Voor de kosten verbonden aan de indiening en behandeling van het verzoekschrift in raadkamer wordt het forfaitaire bedrag van
€ 680,00toegekend.

3.De beslissing

De rechtbank wijst het verzoek tot toekenning van een vergoeding ex artikel 530 Sv toe tot een bedrag van € 4.253,74.
De rechtbank bepaalt dat een bedrag van € 4.253,74 zal worden overgemaakt op [rekeningnummer] ten name van Derdenrekening De Rechter Advocaten te Hulst/Terneuzen, onder vermelding van “ [kenmerk] ”.
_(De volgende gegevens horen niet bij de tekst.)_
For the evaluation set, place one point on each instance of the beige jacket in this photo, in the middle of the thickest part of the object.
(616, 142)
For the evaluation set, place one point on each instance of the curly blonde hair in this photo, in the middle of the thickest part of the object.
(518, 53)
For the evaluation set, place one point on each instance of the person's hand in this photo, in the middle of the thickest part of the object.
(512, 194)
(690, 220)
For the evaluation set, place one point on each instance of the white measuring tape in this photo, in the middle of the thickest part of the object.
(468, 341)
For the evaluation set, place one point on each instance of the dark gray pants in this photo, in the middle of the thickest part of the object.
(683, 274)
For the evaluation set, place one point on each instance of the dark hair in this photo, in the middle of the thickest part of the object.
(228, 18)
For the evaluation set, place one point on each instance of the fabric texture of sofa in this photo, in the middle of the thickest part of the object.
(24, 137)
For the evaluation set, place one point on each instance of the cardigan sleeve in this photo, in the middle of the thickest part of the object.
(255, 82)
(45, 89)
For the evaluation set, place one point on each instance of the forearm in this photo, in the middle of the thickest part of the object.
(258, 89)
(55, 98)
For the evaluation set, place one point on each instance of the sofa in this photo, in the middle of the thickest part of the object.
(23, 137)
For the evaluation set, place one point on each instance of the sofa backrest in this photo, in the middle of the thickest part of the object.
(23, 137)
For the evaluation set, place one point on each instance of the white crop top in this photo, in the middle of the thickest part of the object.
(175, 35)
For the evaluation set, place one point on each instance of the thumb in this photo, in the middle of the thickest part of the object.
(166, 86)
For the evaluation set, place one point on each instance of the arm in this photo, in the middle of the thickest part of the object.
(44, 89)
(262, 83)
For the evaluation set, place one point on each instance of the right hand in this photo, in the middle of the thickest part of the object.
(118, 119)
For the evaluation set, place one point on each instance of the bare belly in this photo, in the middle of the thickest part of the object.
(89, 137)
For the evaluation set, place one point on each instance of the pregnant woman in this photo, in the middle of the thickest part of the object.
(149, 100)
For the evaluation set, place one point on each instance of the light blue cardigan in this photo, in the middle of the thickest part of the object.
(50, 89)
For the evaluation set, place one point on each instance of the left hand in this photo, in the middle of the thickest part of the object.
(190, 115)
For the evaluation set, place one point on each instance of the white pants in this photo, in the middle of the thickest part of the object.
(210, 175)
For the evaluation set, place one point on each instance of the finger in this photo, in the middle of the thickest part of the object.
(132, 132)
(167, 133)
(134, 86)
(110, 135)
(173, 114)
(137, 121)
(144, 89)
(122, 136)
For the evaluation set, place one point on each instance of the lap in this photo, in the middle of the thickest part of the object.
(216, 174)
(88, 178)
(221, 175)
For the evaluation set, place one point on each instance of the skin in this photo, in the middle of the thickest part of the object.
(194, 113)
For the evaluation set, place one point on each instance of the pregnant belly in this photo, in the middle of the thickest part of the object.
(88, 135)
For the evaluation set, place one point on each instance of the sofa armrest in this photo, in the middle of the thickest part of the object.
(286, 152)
Deze beslissing is op 22 september 2023 gegeven door mr. J.C. Gillesse, rechter, in tegenwoordigheid van I.L. Bruijnooge, griffier, en is uitgesproken ter openbare terechtzitting van 22 september 2023.
Tegen de beslissing van deze rechtbank staat voor de officier van justitie binnen veertien dagen daarna en voor de gewezen verdachte of zijn erfgenamen binnen een maand na de betekening hoger beroep open bij het gerechtshof.